Jeudi 26 mars 2020, je vais me souvenir de cette date !
Depuis quelques jours, une soirée au “Buddha Bar” fait un grand bruit dans mon quartier, mais aussi dans tout le Vietnam. En effet, plusieurs personnes infectées ont participé à cette soirée et ont potentiellement contaminé d’autres personnes, qui sont depuis lors dans la nature.
Par précaution, la semaine du 23 mars 2020, nous avions décidé de travailler de chez nous, et de commencer l’auto-confinement. En effet, à partir de cette soirée, tout s’est très vite accéléré dans la ville, et dans le pays. Les petits commerces, bars, salons de coiffure, massages… fermaient au fur et à mesure.
Ce fameux 26 mars, je travaille tranquillement avec Tifenn chez elle, quand en fin de matinée, mon téléphone sonne...
Nam, le propriétaire de mon logement me demande de venir immédiatement au logement.
Il me dit que des policiers veulent me parler “au sujet du coronavirus”.

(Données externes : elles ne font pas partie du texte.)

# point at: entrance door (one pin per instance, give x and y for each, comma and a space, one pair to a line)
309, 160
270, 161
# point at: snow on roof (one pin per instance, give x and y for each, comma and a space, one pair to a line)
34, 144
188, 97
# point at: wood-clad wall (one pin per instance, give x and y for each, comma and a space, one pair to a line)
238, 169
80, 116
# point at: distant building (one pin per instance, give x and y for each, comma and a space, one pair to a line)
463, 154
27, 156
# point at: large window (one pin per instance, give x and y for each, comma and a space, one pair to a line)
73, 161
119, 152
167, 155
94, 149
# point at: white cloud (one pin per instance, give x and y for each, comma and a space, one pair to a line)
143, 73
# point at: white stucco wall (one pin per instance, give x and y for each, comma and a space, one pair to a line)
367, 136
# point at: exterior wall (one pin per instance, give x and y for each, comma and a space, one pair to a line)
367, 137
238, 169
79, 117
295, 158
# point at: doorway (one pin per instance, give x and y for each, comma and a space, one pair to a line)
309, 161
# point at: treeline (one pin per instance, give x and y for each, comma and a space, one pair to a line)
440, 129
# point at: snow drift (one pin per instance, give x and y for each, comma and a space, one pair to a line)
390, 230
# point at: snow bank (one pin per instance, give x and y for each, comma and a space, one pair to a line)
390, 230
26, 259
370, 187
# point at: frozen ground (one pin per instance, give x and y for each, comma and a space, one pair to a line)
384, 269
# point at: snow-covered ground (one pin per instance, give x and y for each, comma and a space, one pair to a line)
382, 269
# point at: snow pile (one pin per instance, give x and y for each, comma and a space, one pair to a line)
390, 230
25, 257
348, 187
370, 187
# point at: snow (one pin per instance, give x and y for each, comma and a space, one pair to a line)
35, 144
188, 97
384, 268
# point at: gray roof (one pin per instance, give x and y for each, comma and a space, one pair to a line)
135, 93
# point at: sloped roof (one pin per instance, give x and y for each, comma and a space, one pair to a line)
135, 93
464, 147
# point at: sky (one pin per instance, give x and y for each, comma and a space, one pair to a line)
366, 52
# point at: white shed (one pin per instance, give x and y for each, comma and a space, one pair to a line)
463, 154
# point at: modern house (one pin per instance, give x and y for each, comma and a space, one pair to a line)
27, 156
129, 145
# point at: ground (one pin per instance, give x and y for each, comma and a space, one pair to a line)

Du coup, j’en parle à Tifenn, qui décide d’appeler Nam pour en en savoir plus. Je commence à stresser mais j’essaie de garder mon calme.
Je décide donc de prendre dans la foulée un “xe ôm” (un moto-taxi) et de rejoindre mon logement.
Lorsque j’arrive sur place, je découvre ma rue bloquée par des policiers, je m’interroge, je ne comprends pas et je demande à passer car on doit m’interroger. Mais ça reste très flou à ce moment précis, l’homme en face de moi finit par me comprendre et me laisse rentrer chez-moi.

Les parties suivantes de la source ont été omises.